It is now widely accepted that GP practices require more money – whether they are funded directly or through a contract. Moving away from the independent contractor model is not the answer; it will not solve the problems of inadequate funding, insufficient GPs, or growing workload. Their independence is not a cause of those problems, but rather is the only reason GP practices have been able to continue the way they have despite the current pressures.

Yet, sadly, the independent contractor model is teetering on a knife’s edge. I visited a practice recently that a year ago was a relatively stable, well-run, 4 partner and 7500 population practice. Within the space of two weeks two of the partners resigned. One was retiring, and one was emigrating to Australia. A few weeks later a third declared they were also resigning as they wanted to become salaried. This left a single GP, who had neither the skills nor the desire to be the sole partner of the practice. She wrote to the CCG informing them of the situation and declared that if a solution was not found she would be forced to hand back the list.

This scenario and others like it are being played out throughout the country.
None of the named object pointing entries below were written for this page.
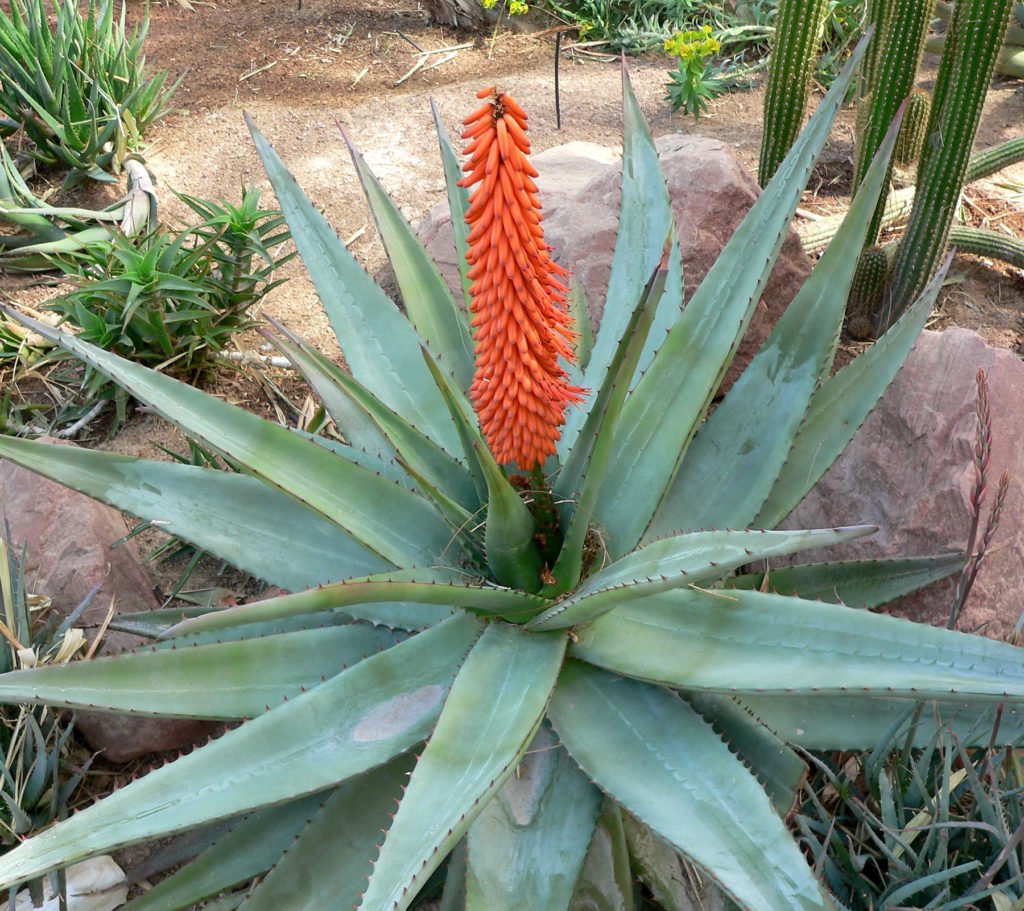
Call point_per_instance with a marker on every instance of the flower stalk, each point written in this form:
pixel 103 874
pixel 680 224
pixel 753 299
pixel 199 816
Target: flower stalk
pixel 520 321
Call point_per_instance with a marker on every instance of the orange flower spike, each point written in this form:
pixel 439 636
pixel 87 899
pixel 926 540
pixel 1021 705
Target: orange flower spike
pixel 520 324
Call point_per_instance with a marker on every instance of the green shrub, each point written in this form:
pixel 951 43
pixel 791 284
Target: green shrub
pixel 78 87
pixel 172 300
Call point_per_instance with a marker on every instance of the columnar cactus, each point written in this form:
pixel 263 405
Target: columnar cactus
pixel 975 37
pixel 865 294
pixel 900 46
pixel 911 134
pixel 798 34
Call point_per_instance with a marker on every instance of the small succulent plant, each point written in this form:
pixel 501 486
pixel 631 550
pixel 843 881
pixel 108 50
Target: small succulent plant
pixel 501 648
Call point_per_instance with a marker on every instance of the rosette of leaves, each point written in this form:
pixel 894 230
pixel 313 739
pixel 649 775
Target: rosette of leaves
pixel 555 728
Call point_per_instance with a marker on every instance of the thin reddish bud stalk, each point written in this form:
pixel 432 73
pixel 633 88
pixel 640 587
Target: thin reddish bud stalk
pixel 982 457
pixel 520 321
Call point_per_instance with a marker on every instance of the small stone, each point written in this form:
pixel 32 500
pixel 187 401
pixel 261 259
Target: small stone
pixel 909 470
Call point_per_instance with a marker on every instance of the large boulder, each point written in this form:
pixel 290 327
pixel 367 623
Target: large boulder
pixel 73 546
pixel 909 470
pixel 580 188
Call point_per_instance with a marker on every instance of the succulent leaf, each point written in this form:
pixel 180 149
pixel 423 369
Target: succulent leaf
pixel 488 720
pixel 644 220
pixel 431 308
pixel 229 680
pixel 738 641
pixel 249 850
pixel 583 475
pixel 375 590
pixel 548 801
pixel 855 582
pixel 221 512
pixel 778 768
pixel 842 404
pixel 658 758
pixel 379 708
pixel 669 402
pixel 420 454
pixel 752 431
pixel 380 345
pixel 391 521
pixel 606 881
pixel 328 865
pixel 692 559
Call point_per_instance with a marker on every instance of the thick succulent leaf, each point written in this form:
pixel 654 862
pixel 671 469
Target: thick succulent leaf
pixel 779 770
pixel 657 757
pixel 397 588
pixel 354 722
pixel 842 404
pixel 750 434
pixel 669 402
pixel 438 319
pixel 323 376
pixel 229 680
pixel 488 720
pixel 580 481
pixel 854 582
pixel 393 615
pixel 606 881
pixel 748 642
pixel 244 521
pixel 644 220
pixel 466 424
pixel 250 849
pixel 454 895
pixel 512 553
pixel 329 864
pixel 684 560
pixel 859 723
pixel 393 522
pixel 380 345
pixel 527 844
pixel 458 198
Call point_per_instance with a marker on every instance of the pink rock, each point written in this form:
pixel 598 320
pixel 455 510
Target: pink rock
pixel 70 549
pixel 909 470
pixel 711 193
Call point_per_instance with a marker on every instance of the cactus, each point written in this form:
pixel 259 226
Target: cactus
pixel 900 46
pixel 911 134
pixel 865 294
pixel 975 36
pixel 798 34
pixel 982 242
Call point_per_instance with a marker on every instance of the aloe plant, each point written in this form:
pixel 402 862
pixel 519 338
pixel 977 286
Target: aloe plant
pixel 608 683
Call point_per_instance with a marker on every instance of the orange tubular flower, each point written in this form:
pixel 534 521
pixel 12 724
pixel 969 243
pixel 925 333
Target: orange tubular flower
pixel 520 322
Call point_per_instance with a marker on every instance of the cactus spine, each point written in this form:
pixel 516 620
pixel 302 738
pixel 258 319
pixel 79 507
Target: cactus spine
pixel 911 134
pixel 975 36
pixel 901 44
pixel 798 33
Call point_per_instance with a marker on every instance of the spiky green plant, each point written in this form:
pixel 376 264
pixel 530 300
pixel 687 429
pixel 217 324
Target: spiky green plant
pixel 965 73
pixel 77 85
pixel 914 128
pixel 900 38
pixel 633 671
pixel 799 27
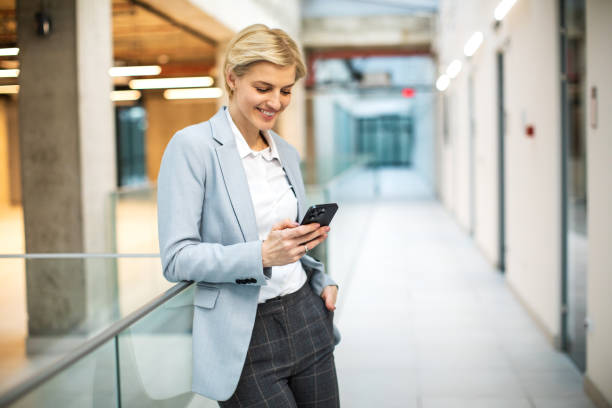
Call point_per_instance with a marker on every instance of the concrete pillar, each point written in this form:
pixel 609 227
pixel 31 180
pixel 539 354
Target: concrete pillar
pixel 66 129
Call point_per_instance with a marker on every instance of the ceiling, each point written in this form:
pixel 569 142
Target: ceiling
pixel 143 33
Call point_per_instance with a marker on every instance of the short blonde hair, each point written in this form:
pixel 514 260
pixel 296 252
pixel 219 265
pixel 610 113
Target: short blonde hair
pixel 257 43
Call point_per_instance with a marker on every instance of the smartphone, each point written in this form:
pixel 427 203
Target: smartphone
pixel 320 213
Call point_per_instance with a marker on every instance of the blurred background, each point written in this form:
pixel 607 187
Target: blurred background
pixel 466 143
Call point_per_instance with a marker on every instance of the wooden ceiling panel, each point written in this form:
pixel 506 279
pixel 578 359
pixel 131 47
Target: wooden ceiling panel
pixel 141 35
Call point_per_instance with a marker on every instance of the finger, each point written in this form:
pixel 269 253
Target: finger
pixel 313 235
pixel 286 223
pixel 302 230
pixel 330 300
pixel 313 244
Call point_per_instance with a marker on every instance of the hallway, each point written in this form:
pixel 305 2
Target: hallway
pixel 427 322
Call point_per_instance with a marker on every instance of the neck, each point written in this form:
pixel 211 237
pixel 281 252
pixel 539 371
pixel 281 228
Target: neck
pixel 249 132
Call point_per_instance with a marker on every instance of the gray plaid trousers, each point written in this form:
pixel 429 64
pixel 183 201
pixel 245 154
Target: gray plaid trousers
pixel 290 361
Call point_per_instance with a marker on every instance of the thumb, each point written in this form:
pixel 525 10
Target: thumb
pixel 286 223
pixel 329 304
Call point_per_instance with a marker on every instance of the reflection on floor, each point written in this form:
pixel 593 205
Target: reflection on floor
pixel 427 322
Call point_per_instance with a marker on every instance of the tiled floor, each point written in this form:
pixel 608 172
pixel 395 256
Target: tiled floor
pixel 428 323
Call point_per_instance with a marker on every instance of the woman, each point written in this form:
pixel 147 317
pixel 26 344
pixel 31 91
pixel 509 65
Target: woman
pixel 230 193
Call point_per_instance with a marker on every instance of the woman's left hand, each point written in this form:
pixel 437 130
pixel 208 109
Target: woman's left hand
pixel 329 295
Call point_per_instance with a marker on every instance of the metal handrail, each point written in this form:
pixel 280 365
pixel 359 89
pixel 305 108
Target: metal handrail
pixel 28 384
pixel 75 255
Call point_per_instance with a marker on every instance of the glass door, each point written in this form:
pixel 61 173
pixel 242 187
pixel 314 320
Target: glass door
pixel 574 179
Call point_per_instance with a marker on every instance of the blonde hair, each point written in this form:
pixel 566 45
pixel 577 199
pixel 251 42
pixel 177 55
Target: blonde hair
pixel 257 43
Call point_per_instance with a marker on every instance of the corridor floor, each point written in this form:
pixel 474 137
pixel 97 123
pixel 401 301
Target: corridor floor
pixel 428 323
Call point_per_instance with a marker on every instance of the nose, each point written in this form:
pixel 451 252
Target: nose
pixel 274 101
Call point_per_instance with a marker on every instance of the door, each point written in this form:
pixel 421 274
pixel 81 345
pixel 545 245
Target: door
pixel 501 131
pixel 574 179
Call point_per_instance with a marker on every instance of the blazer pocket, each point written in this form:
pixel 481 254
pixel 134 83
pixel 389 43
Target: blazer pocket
pixel 205 296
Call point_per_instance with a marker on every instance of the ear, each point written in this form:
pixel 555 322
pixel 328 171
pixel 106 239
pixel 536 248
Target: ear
pixel 230 79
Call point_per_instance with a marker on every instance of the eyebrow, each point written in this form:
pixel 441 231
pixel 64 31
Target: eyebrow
pixel 271 85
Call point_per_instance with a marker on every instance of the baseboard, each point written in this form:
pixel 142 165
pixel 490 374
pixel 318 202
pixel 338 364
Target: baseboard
pixel 553 339
pixel 594 394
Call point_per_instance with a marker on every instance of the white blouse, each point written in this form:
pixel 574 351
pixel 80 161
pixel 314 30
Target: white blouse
pixel 273 201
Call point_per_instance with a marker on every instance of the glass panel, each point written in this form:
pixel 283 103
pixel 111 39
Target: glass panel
pixel 48 307
pixel 160 343
pixel 576 200
pixel 90 382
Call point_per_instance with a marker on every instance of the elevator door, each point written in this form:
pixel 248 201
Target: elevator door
pixel 574 181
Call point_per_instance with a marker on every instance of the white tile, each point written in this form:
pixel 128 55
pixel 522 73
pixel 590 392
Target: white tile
pixel 475 403
pixel 565 402
pixel 469 383
pixel 552 383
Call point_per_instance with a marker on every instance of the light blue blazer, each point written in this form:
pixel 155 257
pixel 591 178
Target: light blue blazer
pixel 208 234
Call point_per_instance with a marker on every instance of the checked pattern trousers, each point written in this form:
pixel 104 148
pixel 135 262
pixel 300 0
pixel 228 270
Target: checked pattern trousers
pixel 290 361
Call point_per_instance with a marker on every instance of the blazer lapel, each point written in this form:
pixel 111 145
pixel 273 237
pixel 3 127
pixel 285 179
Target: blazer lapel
pixel 291 168
pixel 234 176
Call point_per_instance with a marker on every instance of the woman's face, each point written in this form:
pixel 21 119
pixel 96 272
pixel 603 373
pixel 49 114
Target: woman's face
pixel 260 95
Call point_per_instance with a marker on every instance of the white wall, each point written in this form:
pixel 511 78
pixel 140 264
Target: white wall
pixel 599 153
pixel 529 38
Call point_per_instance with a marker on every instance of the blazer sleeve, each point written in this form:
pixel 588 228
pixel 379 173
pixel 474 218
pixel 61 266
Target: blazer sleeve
pixel 180 197
pixel 318 278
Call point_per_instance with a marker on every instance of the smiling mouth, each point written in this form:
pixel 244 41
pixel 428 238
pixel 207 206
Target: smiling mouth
pixel 267 113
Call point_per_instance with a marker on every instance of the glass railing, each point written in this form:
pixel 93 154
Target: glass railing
pixel 88 334
pixel 120 365
pixel 51 304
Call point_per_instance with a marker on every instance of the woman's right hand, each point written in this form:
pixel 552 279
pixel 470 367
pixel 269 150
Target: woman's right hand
pixel 287 240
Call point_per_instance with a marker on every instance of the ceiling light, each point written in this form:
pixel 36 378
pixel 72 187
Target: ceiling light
pixel 443 82
pixel 135 71
pixel 9 73
pixel 159 83
pixel 502 9
pixel 194 93
pixel 472 45
pixel 453 69
pixel 4 89
pixel 4 52
pixel 127 95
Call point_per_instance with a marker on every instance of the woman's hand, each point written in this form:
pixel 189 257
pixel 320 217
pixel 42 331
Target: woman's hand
pixel 287 241
pixel 329 295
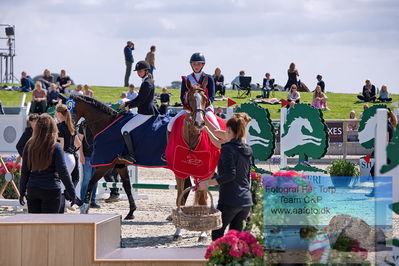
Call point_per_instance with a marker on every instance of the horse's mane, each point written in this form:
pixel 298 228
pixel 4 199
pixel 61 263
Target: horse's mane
pixel 95 103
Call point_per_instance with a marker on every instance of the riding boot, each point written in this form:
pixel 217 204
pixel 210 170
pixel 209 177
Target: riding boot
pixel 129 157
pixel 163 156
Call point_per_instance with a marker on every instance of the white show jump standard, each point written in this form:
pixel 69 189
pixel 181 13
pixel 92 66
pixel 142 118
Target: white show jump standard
pixel 73 239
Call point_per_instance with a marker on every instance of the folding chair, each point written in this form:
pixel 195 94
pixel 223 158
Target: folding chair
pixel 245 86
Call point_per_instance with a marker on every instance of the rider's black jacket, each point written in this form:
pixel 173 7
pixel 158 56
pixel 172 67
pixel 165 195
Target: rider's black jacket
pixel 145 100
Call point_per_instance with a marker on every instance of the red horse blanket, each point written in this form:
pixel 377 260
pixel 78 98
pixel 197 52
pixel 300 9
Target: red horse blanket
pixel 199 163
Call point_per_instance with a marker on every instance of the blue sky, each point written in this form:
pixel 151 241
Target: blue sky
pixel 345 41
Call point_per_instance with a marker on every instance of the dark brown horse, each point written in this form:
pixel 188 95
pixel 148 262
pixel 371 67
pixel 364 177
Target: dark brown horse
pixel 98 116
pixel 194 123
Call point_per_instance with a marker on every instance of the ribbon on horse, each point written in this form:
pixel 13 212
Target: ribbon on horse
pixel 149 142
pixel 199 163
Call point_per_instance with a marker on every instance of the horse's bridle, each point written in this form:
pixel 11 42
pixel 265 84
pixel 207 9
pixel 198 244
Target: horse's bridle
pixel 193 113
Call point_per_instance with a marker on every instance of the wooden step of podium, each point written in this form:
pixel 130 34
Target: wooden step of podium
pixel 74 239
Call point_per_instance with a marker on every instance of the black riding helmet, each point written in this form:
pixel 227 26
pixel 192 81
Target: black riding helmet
pixel 142 65
pixel 197 57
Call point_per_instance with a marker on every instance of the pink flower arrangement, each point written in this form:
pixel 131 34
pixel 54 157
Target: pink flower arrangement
pixel 234 247
pixel 10 166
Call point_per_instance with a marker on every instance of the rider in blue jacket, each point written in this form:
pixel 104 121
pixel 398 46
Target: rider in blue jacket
pixel 197 62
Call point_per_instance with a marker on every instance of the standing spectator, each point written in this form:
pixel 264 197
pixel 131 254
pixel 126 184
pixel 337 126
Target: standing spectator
pixel 43 166
pixel 39 99
pixel 66 137
pixel 123 98
pixel 150 59
pixel 132 94
pixel 320 82
pixel 128 60
pixel 165 99
pixel 293 96
pixel 219 112
pixel 365 107
pixel 384 95
pixel 26 83
pixel 52 96
pixel 46 79
pixel 267 85
pixel 27 133
pixel 236 81
pixel 87 91
pixel 368 94
pixel 64 82
pixel 233 178
pixel 77 90
pixel 112 176
pixel 1 109
pixel 319 99
pixel 292 77
pixel 219 80
pixel 353 126
pixel 85 152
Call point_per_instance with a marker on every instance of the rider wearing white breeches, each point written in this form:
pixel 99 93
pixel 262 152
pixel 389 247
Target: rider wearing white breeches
pixel 145 108
pixel 197 62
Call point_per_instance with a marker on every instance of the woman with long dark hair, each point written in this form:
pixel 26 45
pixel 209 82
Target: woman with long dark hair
pixel 233 179
pixel 43 167
pixel 292 77
pixel 67 139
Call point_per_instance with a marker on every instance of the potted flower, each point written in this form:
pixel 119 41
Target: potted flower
pixel 235 248
pixel 14 168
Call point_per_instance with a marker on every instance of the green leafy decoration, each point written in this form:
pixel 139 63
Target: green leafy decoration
pixel 263 147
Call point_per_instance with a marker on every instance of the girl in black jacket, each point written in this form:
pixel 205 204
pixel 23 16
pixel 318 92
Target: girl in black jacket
pixel 233 177
pixel 43 166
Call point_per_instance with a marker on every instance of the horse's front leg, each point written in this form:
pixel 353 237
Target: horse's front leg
pixel 123 172
pixel 98 174
pixel 182 184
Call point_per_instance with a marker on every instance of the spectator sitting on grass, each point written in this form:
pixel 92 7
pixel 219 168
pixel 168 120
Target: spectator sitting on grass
pixel 165 99
pixel 365 107
pixel 64 82
pixel 236 81
pixel 353 126
pixel 77 90
pixel 52 96
pixel 39 99
pixel 123 98
pixel 87 91
pixel 267 85
pixel 26 83
pixel 131 94
pixel 368 94
pixel 384 95
pixel 219 112
pixel 46 79
pixel 319 99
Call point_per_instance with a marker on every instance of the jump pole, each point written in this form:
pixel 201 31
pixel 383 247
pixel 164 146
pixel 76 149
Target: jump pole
pixel 144 186
pixel 283 119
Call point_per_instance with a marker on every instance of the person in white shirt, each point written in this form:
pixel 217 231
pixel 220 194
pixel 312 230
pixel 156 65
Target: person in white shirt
pixel 131 94
pixel 123 98
pixel 236 81
pixel 77 90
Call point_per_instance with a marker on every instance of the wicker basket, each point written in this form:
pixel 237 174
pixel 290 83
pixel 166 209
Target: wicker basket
pixel 196 218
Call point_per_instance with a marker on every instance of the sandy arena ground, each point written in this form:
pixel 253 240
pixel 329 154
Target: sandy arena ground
pixel 149 228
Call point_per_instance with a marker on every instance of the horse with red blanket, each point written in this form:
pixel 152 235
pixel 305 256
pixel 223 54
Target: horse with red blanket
pixel 189 152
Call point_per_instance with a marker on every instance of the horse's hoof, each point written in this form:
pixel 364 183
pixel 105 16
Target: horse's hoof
pixel 129 217
pixel 84 209
pixel 177 238
pixel 202 239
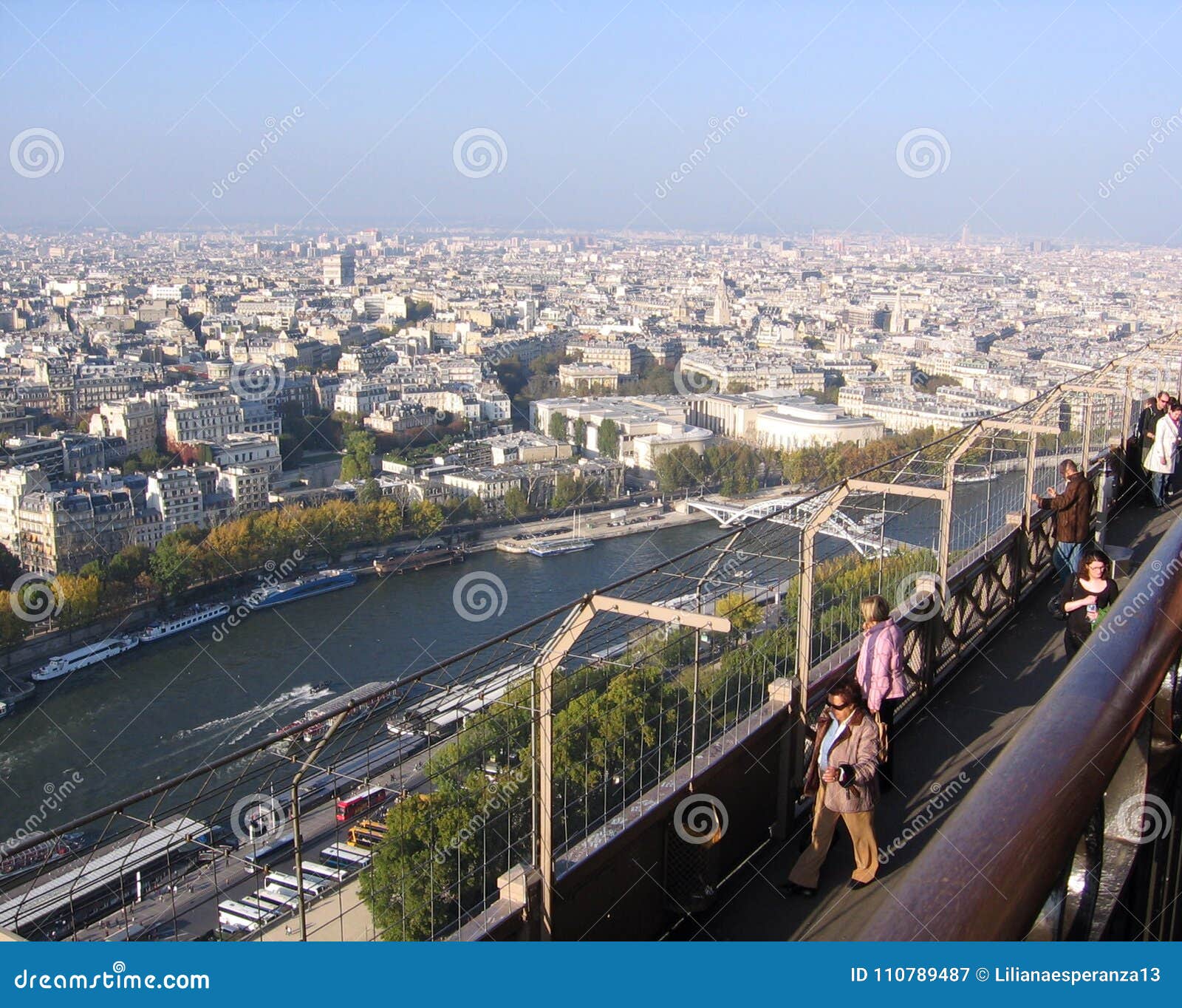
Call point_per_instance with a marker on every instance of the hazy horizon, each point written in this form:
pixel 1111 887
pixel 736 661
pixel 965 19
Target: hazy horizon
pixel 1055 121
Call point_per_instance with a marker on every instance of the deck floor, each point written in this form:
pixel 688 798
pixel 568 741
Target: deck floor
pixel 941 752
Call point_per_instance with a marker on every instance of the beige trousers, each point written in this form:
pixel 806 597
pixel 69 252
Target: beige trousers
pixel 861 826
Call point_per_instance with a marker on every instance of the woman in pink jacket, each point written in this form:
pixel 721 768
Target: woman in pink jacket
pixel 881 671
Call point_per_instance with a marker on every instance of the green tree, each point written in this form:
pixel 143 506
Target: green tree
pixel 609 439
pixel 426 519
pixel 369 494
pixel 558 426
pixel 92 569
pixel 12 627
pixel 360 446
pixel 742 612
pixel 177 563
pixel 350 470
pixel 10 568
pixel 567 492
pixel 517 504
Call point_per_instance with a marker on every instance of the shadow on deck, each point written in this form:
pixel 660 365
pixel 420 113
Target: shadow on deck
pixel 941 752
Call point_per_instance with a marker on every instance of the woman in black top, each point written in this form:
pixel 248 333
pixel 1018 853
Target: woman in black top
pixel 1085 596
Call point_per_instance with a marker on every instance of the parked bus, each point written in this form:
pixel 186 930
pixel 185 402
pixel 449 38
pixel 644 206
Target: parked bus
pixel 363 801
pixel 270 909
pixel 262 854
pixel 322 871
pixel 348 858
pixel 278 898
pixel 366 834
pixel 236 916
pixel 312 886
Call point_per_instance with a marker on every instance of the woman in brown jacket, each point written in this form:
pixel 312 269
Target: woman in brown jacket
pixel 843 777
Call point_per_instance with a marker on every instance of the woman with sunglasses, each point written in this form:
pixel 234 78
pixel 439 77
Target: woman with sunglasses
pixel 843 780
pixel 880 672
pixel 1085 598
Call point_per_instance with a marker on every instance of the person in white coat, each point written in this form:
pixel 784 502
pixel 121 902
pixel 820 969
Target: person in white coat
pixel 1161 458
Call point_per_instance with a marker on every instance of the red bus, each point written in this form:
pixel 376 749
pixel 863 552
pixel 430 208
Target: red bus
pixel 362 801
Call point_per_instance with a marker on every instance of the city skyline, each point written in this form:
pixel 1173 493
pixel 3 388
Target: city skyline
pixel 655 120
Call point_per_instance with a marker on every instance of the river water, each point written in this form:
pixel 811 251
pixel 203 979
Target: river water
pixel 171 705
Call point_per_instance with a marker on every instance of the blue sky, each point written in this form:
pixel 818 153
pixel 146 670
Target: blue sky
pixel 1031 109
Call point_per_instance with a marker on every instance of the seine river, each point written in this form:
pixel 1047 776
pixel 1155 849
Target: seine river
pixel 175 704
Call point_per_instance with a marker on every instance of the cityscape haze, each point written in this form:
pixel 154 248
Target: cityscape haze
pixel 498 471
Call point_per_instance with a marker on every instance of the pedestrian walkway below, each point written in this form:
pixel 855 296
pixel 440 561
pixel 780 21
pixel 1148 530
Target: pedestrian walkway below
pixel 941 752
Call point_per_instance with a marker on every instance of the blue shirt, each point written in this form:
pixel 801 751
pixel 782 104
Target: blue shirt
pixel 827 744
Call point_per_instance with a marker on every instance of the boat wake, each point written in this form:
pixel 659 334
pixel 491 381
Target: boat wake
pixel 246 722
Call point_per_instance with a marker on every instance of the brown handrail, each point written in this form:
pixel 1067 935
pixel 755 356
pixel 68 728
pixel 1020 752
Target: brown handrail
pixel 988 871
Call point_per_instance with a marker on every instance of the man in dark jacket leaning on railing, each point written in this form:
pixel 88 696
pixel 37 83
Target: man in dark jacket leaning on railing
pixel 843 777
pixel 1073 519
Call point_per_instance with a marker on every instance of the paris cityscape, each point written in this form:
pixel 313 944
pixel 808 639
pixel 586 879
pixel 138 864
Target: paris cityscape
pixel 536 498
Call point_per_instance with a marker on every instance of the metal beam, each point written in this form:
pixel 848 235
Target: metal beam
pixel 1020 427
pixel 666 614
pixel 553 655
pixel 558 647
pixel 804 610
pixel 901 488
pixel 297 839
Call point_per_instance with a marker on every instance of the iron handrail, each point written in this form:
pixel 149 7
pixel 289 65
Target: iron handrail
pixel 987 872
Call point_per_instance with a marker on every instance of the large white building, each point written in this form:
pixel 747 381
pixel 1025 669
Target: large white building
pixel 131 419
pixel 175 496
pixel 204 413
pixel 782 420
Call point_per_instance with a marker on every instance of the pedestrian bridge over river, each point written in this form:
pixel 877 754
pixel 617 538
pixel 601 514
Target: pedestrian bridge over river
pixel 624 767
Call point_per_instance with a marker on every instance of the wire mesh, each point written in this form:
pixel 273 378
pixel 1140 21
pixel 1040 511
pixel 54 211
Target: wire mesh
pixel 417 800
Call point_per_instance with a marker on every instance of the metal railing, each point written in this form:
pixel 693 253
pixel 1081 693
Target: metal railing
pixel 1044 844
pixel 513 765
The inability to recruit GP partners is rising to the top of the challenges facing GP practices today. Every resignation of a GP partner creates panic within practices, a sense of being trapped, and a fear of being the one left carrying the costs of closure.

The recent push to secure 5000 new GPs, whilst unlikely to be achieved, has brought new GPs into the profession. But many of these GPs are choosing part time or portfolio careers. The competition for new GPs is pushing up the pay for salaried GPs. The new extended access and A&E based services provide well-paid, flexible alternatives for new GPs, further increasing the challenges of recruitment for practices.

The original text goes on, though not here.